The Division I Council voted Wednesday to push the start date back from the originally scheduled Nov. 10 as one of several precautions against the spread of coronavirus.

The later start date coincides with the decision most schools made to send students home from Thanksgiving until January out of concern about a potential late-fall and early-winter flareup of COVID-19. Closed campuses could serve as a quasi bubble for players and provide a window for non-conference games.

The maximum number of regular-season games has been reduced from 31 to 27. The minimum number of games for consideration for the NCAA Tournament was cut from 25 to 13.

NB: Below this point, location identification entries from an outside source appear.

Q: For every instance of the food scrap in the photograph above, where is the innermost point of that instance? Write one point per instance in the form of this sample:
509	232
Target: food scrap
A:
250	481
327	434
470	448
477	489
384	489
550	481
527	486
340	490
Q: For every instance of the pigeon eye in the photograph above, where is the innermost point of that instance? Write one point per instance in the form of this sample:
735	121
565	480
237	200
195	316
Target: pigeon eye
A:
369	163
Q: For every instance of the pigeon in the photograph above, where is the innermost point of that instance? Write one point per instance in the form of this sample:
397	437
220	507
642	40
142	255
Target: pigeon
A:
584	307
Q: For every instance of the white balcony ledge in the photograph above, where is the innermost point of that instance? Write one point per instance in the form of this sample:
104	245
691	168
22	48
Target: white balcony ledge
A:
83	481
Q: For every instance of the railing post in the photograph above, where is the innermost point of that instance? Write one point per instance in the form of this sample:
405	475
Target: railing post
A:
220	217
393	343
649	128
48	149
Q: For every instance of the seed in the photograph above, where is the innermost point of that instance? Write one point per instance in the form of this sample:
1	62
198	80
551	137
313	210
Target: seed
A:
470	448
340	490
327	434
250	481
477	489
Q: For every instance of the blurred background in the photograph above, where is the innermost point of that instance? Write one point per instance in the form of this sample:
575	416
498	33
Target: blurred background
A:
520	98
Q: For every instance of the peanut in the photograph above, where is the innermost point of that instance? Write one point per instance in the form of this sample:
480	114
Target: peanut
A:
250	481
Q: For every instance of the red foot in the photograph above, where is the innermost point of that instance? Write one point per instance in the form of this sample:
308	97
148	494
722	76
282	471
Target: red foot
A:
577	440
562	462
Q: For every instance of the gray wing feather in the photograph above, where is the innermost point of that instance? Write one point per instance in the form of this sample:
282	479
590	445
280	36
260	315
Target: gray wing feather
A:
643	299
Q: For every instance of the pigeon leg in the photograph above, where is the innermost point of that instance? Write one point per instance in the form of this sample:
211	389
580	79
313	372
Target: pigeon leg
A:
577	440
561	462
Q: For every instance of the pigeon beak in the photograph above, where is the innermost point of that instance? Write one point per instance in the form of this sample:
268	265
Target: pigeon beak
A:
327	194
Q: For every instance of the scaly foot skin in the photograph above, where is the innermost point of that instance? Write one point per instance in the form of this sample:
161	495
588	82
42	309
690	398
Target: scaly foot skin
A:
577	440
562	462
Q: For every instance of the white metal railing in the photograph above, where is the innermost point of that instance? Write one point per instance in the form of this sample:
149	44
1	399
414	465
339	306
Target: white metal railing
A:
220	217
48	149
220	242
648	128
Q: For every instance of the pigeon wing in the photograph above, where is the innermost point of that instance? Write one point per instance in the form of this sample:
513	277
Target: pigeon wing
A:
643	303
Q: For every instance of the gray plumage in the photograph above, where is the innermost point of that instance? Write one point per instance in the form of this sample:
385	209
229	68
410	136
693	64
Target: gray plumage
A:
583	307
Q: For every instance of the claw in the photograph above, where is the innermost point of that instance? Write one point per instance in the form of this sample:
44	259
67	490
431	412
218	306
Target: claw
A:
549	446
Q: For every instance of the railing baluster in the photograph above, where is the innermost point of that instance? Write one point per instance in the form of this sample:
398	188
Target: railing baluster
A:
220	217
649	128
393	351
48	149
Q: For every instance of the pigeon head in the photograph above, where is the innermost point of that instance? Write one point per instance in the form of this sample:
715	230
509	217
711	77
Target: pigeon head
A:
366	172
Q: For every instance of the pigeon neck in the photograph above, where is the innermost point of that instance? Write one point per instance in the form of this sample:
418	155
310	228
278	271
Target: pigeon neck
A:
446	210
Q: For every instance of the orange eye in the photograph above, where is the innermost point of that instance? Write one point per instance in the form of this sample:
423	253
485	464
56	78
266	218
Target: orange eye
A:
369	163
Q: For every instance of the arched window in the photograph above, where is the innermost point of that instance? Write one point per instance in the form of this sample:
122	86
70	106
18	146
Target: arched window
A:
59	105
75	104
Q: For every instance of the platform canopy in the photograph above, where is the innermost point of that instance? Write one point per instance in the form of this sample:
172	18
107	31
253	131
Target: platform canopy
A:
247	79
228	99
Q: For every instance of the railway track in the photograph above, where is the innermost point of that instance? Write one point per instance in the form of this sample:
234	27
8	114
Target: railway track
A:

Teams can start preseason practices Oct. 14 but will be allowed to work out 12 hours per week beginning Monday.

No scrimmages against other teams or exhibitions are allowed.

In other action, the council voted to extend the recruiting dead period for all sports through Dec. 31. In-person recruiting is not allowed during a dead period, though phone calls and other correspondence are allowed.

The men’s and women’s basketball oversight committees had jointly recommended a start date of Nov. 21, which would have allowed for games to be played on the weekend before Thanksgiving. The council opted not to do that to avoid a conflict with regular-season football games.

The council is scheduled to meet again Oct. 13-14 and could delay the start date and change other pieces of the basketball framework if circumstances surrounding the virus warrant.